Mechanisms underlying bursting behavior of the ML model. A: Membrane potential during bursting. B: During the burst of action potentials (Panel A), the intracellular levels of calcium slowly increase. C: As the levels of calcium increase (Panel B), the calcium-dependent potassium conductance increases. Eventually, the calcium-dependent potassium current is sufficiently large to halt spiking and a period of inactivity follows (Panel A).

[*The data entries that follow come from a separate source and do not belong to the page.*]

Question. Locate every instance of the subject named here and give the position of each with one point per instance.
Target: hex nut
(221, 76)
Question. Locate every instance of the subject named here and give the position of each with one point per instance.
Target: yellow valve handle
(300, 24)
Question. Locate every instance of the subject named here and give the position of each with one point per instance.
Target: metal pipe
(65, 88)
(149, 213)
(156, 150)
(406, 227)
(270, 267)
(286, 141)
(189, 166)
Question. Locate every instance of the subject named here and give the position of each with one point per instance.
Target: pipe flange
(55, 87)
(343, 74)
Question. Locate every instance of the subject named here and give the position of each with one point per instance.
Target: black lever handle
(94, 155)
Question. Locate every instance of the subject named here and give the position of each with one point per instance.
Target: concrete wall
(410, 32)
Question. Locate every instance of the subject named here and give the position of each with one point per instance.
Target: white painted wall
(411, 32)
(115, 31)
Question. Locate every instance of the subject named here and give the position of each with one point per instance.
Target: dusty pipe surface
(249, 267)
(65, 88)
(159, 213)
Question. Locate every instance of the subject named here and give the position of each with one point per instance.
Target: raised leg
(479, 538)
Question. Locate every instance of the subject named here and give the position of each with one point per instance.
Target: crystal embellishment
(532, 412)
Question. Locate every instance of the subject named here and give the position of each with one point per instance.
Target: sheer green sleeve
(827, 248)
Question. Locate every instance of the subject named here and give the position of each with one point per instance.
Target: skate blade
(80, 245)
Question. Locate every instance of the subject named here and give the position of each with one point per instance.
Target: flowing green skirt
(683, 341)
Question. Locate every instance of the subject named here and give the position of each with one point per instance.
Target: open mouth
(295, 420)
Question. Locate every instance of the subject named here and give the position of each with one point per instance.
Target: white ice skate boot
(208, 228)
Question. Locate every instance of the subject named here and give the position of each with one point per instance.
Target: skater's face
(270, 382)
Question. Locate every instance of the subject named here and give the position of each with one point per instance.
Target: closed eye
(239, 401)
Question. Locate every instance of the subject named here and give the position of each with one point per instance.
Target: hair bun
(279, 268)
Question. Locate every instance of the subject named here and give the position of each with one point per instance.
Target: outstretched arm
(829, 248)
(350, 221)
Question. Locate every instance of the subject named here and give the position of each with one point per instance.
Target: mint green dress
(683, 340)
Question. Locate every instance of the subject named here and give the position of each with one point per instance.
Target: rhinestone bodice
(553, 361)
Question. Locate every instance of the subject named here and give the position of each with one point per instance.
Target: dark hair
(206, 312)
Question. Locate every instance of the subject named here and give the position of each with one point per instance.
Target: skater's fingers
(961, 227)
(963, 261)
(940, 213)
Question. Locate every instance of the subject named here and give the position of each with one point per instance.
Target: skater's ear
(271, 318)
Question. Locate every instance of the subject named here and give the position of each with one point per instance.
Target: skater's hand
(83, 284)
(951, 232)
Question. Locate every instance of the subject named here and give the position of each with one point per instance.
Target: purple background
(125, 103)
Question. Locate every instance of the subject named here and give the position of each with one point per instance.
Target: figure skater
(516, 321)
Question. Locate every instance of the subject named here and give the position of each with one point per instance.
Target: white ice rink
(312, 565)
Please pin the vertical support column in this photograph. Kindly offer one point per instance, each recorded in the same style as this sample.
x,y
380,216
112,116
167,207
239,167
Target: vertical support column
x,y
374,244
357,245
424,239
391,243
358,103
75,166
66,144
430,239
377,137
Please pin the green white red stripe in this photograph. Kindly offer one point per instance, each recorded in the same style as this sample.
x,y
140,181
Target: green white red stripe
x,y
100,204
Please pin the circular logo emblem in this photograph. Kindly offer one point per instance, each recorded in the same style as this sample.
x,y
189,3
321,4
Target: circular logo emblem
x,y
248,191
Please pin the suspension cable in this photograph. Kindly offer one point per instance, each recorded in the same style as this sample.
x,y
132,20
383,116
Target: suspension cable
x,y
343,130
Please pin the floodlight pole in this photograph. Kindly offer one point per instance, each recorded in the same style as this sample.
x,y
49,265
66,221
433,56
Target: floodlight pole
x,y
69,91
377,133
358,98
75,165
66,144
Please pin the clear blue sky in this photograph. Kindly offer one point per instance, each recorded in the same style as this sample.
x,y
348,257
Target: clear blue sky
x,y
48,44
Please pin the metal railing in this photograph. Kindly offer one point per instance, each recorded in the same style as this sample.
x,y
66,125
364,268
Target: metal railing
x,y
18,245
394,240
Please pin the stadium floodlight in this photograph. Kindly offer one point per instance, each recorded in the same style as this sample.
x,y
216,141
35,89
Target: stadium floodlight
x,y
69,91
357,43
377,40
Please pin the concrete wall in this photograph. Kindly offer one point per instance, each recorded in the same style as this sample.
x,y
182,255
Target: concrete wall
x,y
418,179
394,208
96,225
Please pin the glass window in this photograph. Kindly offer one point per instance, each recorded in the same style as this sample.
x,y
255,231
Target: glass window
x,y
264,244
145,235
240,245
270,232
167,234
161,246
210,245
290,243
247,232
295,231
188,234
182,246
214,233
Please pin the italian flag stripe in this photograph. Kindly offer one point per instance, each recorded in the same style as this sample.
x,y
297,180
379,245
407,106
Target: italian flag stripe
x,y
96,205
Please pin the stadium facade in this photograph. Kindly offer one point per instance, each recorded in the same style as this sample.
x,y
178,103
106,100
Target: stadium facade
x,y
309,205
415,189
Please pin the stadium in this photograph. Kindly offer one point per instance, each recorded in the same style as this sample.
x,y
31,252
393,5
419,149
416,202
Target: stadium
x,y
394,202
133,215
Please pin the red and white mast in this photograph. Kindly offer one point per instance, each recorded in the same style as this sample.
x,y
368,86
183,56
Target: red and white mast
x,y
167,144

During the quiescent period, the level of calcium falls (Panel B) and the activation of the potassium current decreases (Panel C). This allows the membrane potential to slowly depolarize back toward threshold and another burst of spikes is initiated. Therefore, bursting originates from the interactions between a fast (calcium/potassium) spiking process and a slow (intracellular calcium/calcium-activated potassium) inhibitory process (see Fig. 7A).

Figure 9.

Excitatory and inhibitory postsynaptic potentials (EPSPs and IPSPs). A: Similar to ionic currents (see Fig. 2B), synaptic currents are defined by a maximum conductance (g̅_syn), a time-dependent activation function (α) and a driving force (V_m – E_syn). An expression that is commonly used to define the time-dependent activation function is referred to as an alpha (α) function, which resembles the time course of empirically observed synaptic currents. SNNAP offers several additional functions for defining synaptic activation, including functions that incorporated both time- and voltage-dependency. B: In this simple neural network, a single presynaptic cell (A) makes synaptic connections with two postsynaptic cells (B and C). The connection from A to B is excitatory, whereas the connection from A to C is inhibitory. The only difference between the two synaptic models is the value for E_syn. For excitatory synapses, E_syn is more depolarized than the resting membrane potential; whereas for inhibitory synapses, E_syn is more hyperpolarized than the resting potential.

Figure 10.

Temporal summation. A network of two neurons with an excitatory synapse from cell A to cell B. A: Two presynaptic action potentials are elicited with an interspike interval of 100 ms. The individual EPSPs are subthreshold for eliciting a postsynaptic spike. B: If the interspike interval is reduced to 50 ms, the EPSPs summate and elicit a postsynaptic spike. The temporal summation of the two EPSPs produces a suprathreshold depolarization in the postsynaptic cell and a spike is elicited.

Figure 11.

Three cell neural network with recurrent excitation. Three HH models connected in a ring-like architecture. All synaptic connections are excitatory. An initial, brief stimulus to cell A (I_stim.) elicits a single action potential, which in turn, produces suprathreshold EPSP in cell B, which in turn, produces a suprathreshold EPSP in cell C. Cell C excites cell A and the cycle repeats itself indefinitely.